LAICISMO E RELATIVISMO

André Gonçalves Fernandes

Laicismo e relativismo compõem uma estranha união, porquanto as rígidas proposições do primeiro demandam um caráter absoluto dificilmente vencível pelo segundo. Contudo, o inimigo comum une-os, conseguindo uma mistura incrivelmente miscível, já que um poderia ser considerado azeite e, o outro, água.

O relativismo rechaça toda justiça objetiva e o laicismo quem pretenda pregá-la. Hoje, quem tenha em mente soluções objetivamente mais verdadeiras que outras, será rotulado de autoritário, por mais aberta que seja sua atitude subjetiva na busca e na realização prática desta verdade.

Tal conclusão confunde o plano da realidade (existir ou não elementos objetivos) com o de seu conhecimento (pode-se conhecê-los racionalmente com maior ou menor dificuldade). O relativismo cria uma natural dificuldade de acesso à verdade e, em conseqüência, decreta que há caminhos diversos para acercar-se desta e tende a considerar o êxito alcançado como provisório.

Esta postura acaba por salientar que existe uma realidade objetiva que tem sentido buscar; do contrário, sobrariam todos os caminhos imagináveis e sempre nos posicionaríamos com um juízo relativista ao problema posto.

A propositada vinculação do moral com o religioso incrementa ainda mais a dificuldade do deslinde entre o jurídico e o moral. A tendência será de confinar o elemento religioso, incluídas suas propostas morais, no âmbito privado e preservar o jurídico em um âmbito público isento de qualquer possível influência daquele elemento.

Esta correlação, um tanto simplista, da perspectiva moral ao âmbito do privado e a jurídica ao do público deixa sem resolução o problema decisivo: como podemos demarcar a fronteira entre um e outro? Quais os critérios para decidir se determinado problema, por sua relevância pública, deva ser regulado pelo direito ou se convém “privatizá-lo”, deixando-o ao alvedrio dos critérios morais de cada qual?

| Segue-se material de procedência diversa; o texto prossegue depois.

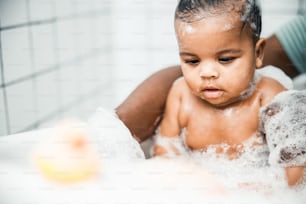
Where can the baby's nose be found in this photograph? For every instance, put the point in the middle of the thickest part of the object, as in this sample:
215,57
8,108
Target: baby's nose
208,70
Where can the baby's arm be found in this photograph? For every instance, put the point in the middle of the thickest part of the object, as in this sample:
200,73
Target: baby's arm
168,140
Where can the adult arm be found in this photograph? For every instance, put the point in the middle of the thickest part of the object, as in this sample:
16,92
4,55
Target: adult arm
286,47
276,55
142,110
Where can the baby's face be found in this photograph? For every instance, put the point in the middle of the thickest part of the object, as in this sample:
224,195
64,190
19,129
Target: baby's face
218,57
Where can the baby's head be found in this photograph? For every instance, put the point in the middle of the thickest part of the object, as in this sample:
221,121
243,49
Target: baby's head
247,11
219,48
283,122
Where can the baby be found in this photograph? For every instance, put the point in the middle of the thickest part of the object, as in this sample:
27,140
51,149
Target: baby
218,100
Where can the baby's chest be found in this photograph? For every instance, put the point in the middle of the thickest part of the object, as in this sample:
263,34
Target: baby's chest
213,130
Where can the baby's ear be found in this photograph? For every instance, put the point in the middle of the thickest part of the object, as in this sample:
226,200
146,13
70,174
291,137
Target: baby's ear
259,51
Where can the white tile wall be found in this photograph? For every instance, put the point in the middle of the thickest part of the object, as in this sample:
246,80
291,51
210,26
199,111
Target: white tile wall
21,105
100,51
47,96
3,130
43,47
16,53
41,9
13,12
63,8
68,80
66,38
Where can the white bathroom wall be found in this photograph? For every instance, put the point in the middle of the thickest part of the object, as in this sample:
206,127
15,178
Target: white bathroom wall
64,58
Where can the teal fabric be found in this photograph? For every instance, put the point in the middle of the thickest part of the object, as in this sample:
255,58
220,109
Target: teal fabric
292,37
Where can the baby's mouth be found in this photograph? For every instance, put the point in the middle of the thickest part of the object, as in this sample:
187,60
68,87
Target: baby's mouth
212,93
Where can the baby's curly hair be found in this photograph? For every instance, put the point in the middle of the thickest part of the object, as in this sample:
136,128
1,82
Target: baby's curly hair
249,11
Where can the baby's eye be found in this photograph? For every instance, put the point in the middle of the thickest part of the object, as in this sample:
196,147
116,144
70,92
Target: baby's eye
192,61
225,60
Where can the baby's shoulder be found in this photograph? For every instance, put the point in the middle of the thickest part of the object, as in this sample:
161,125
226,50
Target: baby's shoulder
180,84
269,88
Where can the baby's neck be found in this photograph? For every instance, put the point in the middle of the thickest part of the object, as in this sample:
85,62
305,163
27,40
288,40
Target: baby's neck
245,94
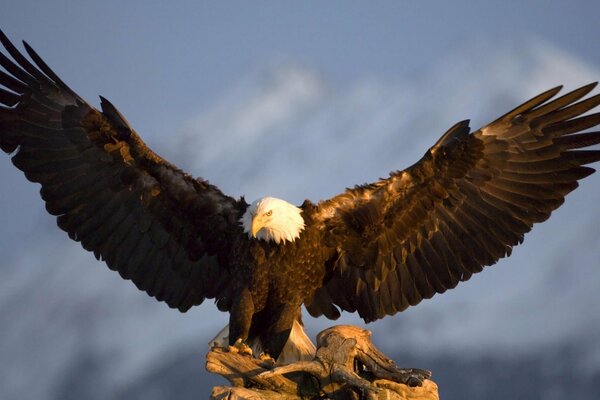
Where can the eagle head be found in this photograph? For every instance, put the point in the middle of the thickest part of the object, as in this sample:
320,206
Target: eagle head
273,219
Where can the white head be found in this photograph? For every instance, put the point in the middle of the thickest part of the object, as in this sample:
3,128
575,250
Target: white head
273,219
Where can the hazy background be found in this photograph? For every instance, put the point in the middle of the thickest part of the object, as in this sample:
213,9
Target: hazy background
301,99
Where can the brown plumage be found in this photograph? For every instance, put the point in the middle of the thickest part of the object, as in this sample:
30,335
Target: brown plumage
375,249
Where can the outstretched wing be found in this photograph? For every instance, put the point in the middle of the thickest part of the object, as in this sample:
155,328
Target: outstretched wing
461,207
167,232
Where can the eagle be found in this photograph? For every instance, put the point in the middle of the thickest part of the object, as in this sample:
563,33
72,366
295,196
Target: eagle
374,249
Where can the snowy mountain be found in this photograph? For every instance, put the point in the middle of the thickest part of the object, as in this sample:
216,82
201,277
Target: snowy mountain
73,329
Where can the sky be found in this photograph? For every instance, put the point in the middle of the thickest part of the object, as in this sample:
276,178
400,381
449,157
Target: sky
164,63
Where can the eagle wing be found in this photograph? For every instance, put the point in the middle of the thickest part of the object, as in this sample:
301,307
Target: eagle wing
166,231
463,206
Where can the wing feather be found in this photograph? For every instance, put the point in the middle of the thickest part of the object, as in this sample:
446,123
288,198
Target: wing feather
463,206
166,231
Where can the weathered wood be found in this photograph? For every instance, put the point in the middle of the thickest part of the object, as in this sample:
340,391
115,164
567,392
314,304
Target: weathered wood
346,366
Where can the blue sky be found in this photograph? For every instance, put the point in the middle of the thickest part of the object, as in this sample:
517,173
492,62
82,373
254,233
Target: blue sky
151,56
164,64
161,62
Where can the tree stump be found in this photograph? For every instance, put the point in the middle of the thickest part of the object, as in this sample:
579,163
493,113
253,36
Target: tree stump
346,366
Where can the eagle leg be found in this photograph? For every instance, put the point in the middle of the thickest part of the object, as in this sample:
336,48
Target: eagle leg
240,317
279,326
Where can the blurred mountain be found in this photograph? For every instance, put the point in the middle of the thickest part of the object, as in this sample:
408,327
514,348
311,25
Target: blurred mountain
73,329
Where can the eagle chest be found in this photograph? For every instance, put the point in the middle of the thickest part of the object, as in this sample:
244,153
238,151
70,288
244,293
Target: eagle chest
282,274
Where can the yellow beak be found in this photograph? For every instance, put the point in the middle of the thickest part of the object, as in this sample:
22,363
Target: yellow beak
257,224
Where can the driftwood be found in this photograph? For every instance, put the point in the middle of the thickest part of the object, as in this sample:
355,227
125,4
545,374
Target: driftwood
346,366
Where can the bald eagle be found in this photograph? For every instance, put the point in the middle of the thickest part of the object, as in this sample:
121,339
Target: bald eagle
375,249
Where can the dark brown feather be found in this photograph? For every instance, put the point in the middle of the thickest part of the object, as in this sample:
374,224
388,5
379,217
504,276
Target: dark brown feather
147,219
460,208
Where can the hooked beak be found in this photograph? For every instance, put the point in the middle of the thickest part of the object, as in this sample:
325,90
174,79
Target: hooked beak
257,225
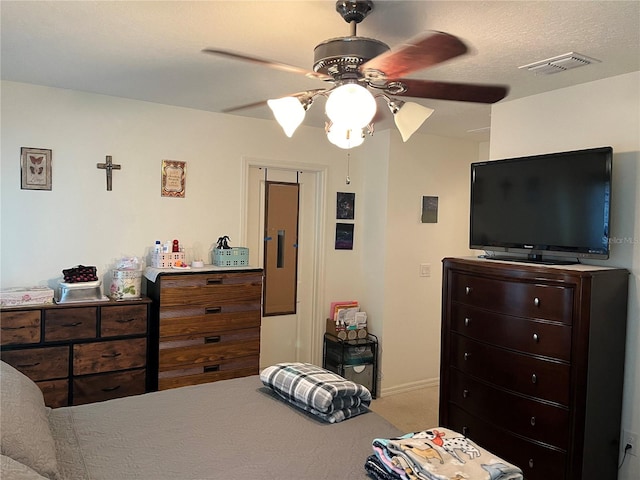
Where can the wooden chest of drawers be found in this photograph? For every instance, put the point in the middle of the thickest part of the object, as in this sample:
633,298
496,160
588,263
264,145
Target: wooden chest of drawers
79,353
532,363
206,326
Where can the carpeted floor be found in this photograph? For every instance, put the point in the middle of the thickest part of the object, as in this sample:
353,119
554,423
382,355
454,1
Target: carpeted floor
411,411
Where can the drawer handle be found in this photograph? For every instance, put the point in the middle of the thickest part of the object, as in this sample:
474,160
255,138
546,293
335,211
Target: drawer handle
111,389
74,324
111,355
28,365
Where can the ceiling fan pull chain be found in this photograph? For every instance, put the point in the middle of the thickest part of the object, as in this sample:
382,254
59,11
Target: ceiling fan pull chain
348,179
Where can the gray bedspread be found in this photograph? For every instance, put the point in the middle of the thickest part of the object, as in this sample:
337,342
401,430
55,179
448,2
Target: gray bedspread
233,429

O problema surge porque, somente partindo de um determinado conceito de pessoa humana (e da inevitável tradução deste nas diretrizes de um código moral), caberá desenredar o rol de exortações morais merecedoras de lastro jurídico e outras que competiria confiar ao critério pessoal. Assim como apartar os problemas que se revestem de relevância pública, os quais o direito não poderá ignorá-los, privatizando-os imprudentemente.

No momento de abordar esta questão crucial, não há saída que não a determinação do âmbito juridicamente relevante e tomar, como paradigma, de modo mais ou menos consciente, os princípios gerais do direito. Como as premissas antropológicas e morais não serão unânimes, sempre haverá quem não veja inserido no ordenamento jurídico sua proposta de solução. Considerando as convicções de todos, ao final haverá que se impor, a mais de um, aspectos que pessoalmente não são seus.

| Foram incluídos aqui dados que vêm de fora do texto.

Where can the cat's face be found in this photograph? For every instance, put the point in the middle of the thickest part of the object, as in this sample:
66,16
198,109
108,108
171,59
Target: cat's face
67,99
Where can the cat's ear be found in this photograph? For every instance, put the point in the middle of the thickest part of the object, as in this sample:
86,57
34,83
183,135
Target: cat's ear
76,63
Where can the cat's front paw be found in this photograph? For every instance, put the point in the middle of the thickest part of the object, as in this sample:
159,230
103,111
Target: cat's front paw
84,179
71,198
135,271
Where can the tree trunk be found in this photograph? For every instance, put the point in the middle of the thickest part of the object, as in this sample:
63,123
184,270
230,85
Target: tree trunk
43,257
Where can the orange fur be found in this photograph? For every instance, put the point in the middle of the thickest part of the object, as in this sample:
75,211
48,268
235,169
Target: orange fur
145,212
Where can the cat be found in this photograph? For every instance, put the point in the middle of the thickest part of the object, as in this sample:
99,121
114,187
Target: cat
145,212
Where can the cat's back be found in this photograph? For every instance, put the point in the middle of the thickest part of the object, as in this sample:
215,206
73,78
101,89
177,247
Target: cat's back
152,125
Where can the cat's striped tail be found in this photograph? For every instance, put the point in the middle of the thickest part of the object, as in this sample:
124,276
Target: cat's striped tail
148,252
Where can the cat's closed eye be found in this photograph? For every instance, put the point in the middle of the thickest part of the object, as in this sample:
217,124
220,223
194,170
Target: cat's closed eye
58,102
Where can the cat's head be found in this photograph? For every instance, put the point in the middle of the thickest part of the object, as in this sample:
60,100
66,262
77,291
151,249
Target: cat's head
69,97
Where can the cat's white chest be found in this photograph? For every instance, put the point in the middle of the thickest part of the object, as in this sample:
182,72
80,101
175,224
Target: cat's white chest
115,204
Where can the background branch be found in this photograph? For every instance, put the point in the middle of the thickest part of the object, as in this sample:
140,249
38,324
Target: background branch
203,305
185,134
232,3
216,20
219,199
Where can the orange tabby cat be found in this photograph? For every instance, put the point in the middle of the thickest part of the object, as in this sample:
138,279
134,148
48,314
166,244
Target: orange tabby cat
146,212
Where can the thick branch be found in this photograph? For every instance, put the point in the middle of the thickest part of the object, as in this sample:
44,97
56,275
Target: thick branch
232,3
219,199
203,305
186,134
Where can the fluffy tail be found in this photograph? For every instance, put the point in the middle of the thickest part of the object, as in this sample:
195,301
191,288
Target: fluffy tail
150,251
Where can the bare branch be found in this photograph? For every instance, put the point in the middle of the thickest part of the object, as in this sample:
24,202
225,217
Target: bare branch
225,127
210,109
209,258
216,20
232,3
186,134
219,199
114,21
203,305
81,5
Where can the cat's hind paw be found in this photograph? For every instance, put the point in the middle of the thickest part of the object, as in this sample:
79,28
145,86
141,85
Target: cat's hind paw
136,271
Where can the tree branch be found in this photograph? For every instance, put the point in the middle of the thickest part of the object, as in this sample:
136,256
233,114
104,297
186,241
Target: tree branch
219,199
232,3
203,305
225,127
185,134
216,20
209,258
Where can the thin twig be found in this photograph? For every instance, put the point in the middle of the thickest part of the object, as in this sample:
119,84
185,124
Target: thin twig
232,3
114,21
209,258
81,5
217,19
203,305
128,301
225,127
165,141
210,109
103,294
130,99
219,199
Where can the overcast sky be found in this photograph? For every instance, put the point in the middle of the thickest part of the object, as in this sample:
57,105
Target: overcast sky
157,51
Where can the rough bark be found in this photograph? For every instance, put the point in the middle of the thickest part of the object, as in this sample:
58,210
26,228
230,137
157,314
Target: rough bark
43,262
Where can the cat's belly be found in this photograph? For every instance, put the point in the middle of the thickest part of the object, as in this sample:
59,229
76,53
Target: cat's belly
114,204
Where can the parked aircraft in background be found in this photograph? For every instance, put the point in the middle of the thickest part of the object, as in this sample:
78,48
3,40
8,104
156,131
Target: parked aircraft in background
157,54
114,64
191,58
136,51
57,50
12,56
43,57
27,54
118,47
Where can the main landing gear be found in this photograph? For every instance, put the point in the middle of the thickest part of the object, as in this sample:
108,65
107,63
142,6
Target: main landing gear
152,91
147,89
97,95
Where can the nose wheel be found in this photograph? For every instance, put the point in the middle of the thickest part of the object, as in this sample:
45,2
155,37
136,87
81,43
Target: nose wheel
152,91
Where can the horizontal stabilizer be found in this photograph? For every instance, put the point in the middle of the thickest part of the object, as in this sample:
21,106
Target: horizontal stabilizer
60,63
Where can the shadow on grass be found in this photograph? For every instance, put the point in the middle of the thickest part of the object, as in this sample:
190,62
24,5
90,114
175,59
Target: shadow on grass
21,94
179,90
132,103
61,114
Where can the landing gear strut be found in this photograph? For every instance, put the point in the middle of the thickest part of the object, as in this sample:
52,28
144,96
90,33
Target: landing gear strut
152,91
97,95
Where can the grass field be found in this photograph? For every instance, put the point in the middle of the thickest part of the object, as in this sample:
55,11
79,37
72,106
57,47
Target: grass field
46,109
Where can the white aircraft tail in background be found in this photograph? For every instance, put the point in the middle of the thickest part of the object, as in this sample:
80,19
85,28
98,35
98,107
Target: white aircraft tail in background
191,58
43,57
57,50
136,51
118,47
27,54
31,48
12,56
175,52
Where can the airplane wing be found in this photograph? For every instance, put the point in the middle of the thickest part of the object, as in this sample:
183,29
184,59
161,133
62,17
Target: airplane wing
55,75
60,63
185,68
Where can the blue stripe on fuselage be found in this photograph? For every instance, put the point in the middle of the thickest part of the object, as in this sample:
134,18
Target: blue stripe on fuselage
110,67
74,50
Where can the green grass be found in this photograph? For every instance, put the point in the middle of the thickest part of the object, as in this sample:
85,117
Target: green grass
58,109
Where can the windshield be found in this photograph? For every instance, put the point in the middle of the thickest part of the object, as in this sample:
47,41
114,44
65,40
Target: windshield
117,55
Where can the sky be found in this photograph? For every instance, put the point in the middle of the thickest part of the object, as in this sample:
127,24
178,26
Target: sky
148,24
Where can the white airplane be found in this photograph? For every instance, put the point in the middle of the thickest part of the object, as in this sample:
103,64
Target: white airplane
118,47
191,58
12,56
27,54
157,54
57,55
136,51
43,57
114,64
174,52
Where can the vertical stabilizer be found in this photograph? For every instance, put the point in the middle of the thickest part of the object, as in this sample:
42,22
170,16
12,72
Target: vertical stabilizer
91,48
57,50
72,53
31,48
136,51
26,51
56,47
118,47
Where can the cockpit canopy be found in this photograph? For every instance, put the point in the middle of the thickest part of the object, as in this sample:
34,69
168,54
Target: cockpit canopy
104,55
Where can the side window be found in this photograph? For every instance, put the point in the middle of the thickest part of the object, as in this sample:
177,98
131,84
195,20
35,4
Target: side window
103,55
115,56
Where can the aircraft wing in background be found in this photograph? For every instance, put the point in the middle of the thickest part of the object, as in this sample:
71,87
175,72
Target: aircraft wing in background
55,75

Ter em conta as convicções pessoais de todos equivale, de outra parte, a reconhecer que todos têm convicções. O laicismo tende a estigmatizar, como tais, apenas aquelas proferidas pelos crentes, como se os demais tivessem o cérebro oco. A partir de tal perspectiva, consolida-se uma concepção discriminatória da expressão “convicção”, vinculando-a de modo exclusivo aos juízos morais que guardem verossimilhança com posturas defendidas por determinadas confissões religiosas.

Situados ante a necessidade ineludível de traçar a linha entre o juridicamente exigível e o moralmente admissível, o laicismo opta por tomar partido disfarçado de árbitro. Atribuirá a patente de neutralidade a suas parciais propostas de não contaminação. Conseguirá assim, com rara eficácia, impor suas convicções pelo simpático procedimento de não confessá-las, apenas por havê-las formulado a partir de pressupostos filosóficos ou morais não claramente similares aos de uma confissão religiosa.

Característica desta escamoteada discriminação, atentatória à liberdade religiosa, é a proposta de que o direito assuma uma postura inibida, envergonhada, optando por mostrar-se neutro diante de problemas particularmente polêmicos.

Atalhar a controvérsia, apresentando com ar neutral condutas que antes eram rechaçadas por um juízo de valor mínimo, seria o modo mais eficaz, na ótica do laicismo, de contribuir para o progresso e de vencer o obscurantismo. Na realidade, apenas se substitui um anterior juízo de valor, submetido ao debate, por outro que, disfarçado de neutralidade, passa pela tangente de toda argumentação.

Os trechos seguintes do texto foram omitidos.